VIDA DE PRÍNCIPES
Existe gente que ganha um salário de três mil
mensais, para não fazer coisíssima nenhuma em proveito da humanidade. Você
sabia disso?
Salário para fazer nada? Como assim? Isso não
existe. Então aqueles três mil limpinhos, sem imposto de renda, sem desconto
para a previdência, porque só desconta para a previdência quem trabalha, não
pode ser chamado de “salário”.
Não tem problema. Arranja-se outro nome:
representação. Isso, “representação”, um nome que não diz nada. E o nada, nesse
caso, tem lógica: se os três mil são pagos para os caras fazerem nada, então
senta bem o nome “representação”, que nada significa também.
Mas, não é só essa mísera representação. Tem
mais: além dos três mil, aquela gente ganha mais mil e quinhentos por semana,
para fazer sabem o quê?
Não riam, por favor, nem digam que este texto
é mentiroso, que isso é obra de quem não tem o que fazer e fica inventando
coisas. Os caras ganham mais mil e quinhentos por semana, para tomarem chá.

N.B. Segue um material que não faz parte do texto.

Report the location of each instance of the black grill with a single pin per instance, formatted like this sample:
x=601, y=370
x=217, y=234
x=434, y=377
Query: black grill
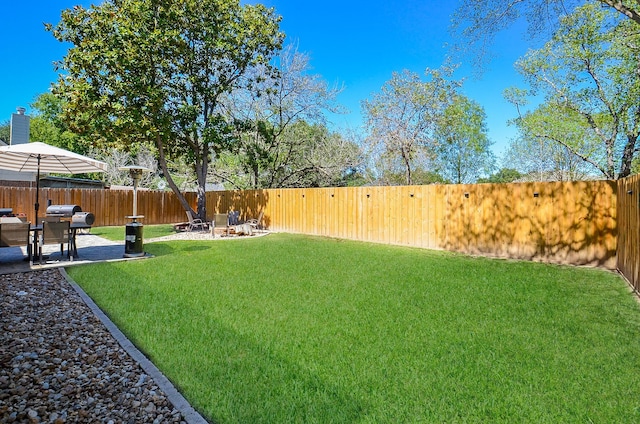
x=66, y=211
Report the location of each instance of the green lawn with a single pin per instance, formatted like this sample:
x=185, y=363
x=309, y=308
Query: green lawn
x=289, y=328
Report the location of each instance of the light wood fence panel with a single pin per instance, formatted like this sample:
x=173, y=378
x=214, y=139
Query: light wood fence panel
x=563, y=222
x=629, y=225
x=570, y=222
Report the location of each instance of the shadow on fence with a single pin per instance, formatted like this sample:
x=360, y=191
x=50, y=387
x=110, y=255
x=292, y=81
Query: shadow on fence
x=583, y=223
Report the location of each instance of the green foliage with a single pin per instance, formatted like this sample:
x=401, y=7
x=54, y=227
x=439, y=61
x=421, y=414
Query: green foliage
x=463, y=147
x=477, y=22
x=156, y=71
x=588, y=73
x=282, y=139
x=504, y=175
x=289, y=328
x=400, y=120
x=419, y=176
x=48, y=126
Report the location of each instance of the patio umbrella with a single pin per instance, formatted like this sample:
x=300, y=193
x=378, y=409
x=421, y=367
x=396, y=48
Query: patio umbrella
x=40, y=157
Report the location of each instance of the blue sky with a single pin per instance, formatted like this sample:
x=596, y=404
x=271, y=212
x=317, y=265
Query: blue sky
x=355, y=44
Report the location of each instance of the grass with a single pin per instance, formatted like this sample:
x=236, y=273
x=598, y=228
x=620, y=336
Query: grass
x=289, y=328
x=117, y=233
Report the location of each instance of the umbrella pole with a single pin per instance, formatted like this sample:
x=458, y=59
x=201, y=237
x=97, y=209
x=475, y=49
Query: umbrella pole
x=37, y=205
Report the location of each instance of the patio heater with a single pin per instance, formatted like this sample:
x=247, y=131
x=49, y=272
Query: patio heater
x=133, y=246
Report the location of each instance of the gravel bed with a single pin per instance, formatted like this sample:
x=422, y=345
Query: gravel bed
x=59, y=363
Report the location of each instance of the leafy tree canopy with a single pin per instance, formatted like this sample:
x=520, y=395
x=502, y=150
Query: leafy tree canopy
x=590, y=81
x=156, y=71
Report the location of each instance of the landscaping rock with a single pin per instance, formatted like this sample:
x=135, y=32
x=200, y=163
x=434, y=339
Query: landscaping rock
x=59, y=364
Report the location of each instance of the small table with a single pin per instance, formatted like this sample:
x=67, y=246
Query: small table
x=73, y=230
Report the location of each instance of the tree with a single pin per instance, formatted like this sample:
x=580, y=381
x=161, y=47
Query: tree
x=303, y=155
x=477, y=22
x=283, y=140
x=590, y=80
x=539, y=159
x=463, y=147
x=156, y=71
x=48, y=125
x=401, y=119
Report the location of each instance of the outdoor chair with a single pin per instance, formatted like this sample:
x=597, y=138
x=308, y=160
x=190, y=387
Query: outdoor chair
x=256, y=223
x=234, y=218
x=56, y=233
x=221, y=221
x=196, y=223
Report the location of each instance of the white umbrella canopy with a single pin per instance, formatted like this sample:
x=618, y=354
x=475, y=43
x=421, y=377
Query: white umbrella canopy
x=37, y=157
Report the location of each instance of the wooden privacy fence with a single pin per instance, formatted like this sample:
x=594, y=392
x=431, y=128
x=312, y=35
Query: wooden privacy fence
x=570, y=222
x=628, y=212
x=561, y=222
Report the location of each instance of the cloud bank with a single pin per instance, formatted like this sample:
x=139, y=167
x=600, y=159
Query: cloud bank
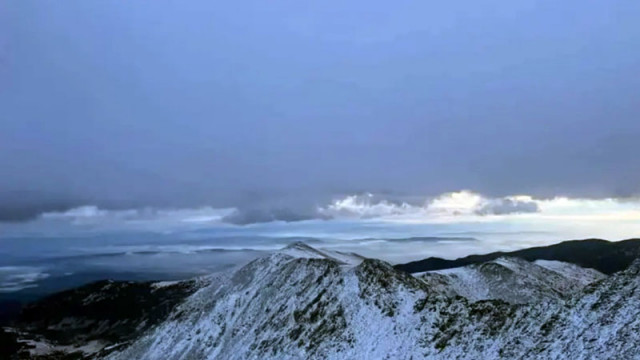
x=454, y=207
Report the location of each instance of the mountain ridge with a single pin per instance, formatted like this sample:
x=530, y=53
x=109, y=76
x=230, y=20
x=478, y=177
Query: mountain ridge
x=605, y=256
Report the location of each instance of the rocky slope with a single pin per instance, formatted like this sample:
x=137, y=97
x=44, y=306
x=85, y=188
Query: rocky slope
x=297, y=307
x=305, y=303
x=607, y=257
x=512, y=280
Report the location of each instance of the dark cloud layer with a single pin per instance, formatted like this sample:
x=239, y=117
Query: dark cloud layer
x=129, y=104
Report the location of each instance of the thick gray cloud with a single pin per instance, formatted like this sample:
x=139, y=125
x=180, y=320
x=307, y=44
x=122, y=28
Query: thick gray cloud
x=253, y=216
x=129, y=104
x=508, y=206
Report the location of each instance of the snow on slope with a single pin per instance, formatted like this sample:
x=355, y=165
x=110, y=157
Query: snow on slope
x=310, y=306
x=582, y=275
x=511, y=279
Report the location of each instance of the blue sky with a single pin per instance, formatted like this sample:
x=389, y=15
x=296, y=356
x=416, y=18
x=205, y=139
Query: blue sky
x=277, y=109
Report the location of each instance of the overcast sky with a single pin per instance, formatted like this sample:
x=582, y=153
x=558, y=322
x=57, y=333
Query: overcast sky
x=253, y=103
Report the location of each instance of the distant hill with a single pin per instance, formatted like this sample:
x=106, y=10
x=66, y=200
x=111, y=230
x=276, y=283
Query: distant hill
x=605, y=256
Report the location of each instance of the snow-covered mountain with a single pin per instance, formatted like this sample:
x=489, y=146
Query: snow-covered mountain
x=513, y=280
x=306, y=303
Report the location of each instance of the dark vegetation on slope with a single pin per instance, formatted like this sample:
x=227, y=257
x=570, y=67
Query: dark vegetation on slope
x=106, y=311
x=605, y=256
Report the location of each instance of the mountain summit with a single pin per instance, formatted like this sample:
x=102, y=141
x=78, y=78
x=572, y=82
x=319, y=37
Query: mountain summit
x=307, y=303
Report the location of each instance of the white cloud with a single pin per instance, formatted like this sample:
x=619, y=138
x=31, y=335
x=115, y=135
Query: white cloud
x=90, y=215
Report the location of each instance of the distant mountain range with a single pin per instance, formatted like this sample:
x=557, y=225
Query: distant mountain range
x=307, y=303
x=607, y=257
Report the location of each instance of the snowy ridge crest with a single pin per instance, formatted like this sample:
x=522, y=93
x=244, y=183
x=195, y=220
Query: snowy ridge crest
x=304, y=303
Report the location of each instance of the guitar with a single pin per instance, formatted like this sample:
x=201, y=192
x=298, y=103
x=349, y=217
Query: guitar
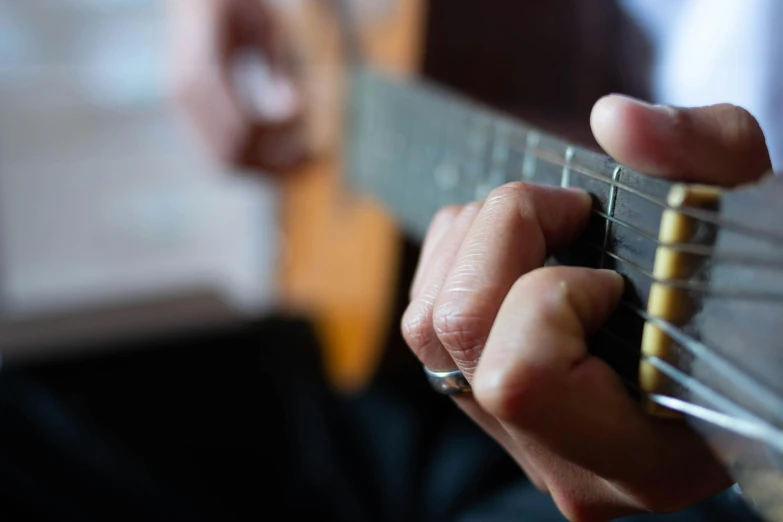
x=695, y=335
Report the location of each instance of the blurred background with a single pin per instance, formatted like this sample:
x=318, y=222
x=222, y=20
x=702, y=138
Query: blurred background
x=113, y=220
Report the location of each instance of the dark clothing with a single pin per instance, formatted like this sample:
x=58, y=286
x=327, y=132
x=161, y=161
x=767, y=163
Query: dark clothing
x=237, y=425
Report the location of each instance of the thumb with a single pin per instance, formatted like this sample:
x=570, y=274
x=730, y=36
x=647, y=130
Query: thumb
x=719, y=144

Sim, senhores, repito: para tomarem chá e jogarem conversa fora.
E
não é qualquer chá, não. Olhem só o cardápio e digam se alguma vez na vida
vocês sonharam com uma merenda assim: mingau, bolinhos de bacalhau, empadinhas,
frutas, bolos, sanduíches edwardianos, pães de forma sem casca e recheados com
frios. Ah, e para regar esse luxo, sucos e chá preto da marca Royal
Blend ou Twinings. Tudo servido em finíssima louça com
ornamentos azuis e talheres de prata.
O quê? É brincadeira? É gozação? É uma
pegadinha?
Muita gente, ao ler esse texto até aqui, não
poderá evitar tais perguntas. Isso pode acontecer em contos de fadas, na Suíça,
na Suécia, em qualquer país riquíssimo, que tenha dinheiro de sobra para
proporcionar o paraíso em vida a determinados e privilegiadíssimos cidadãos –
pensarão.
Não. Isso acontece aqui, nesse país de
população predominantemente pobre, sem cultura, sem um mínimo daquilo que é
essencialmente humano, gente que vive em barracos pendurados nos morros, ganhando salário mínimo para arriscar a vida
em andaimes, gente enganchada em postes, varrendo ruas, recolhendo lixo,
madrugando na fila do SUS, para tentar uma consulta médica... Sim, isso
acontece no Brasil, e quem pratica essa liturgia da insensibilidade social são
os “imortais” da Academia Brasileira de
Letras...
Assim é a Academia Brasileira de Letras de um
país que está na rabeira da educação no mundo, com escolas caindo aos pedaços,
mas proporciona um sonho, que nem as fadas têm, para alguns privilegiados em
amizades. Lá só há lugar para acomodarem seus traseiros imortais, em cadeiras
de príncipe, seres que se despojam de um requisito essencial em qualquer arte:
a sensibilidade.
Para quem não sabe: outra coisa não se exige
de quem se candidata àquele paraíso, senão ter amigos lá dentro. Nem precisa
ser escritor, mostrar intimidade com as letras. Lá só entra quem os
“acadêmicos” querem. É o “Panelão das Amizades”, o templo onde o deus incensado
é o ego, em rituais que debocham de quem passa fome.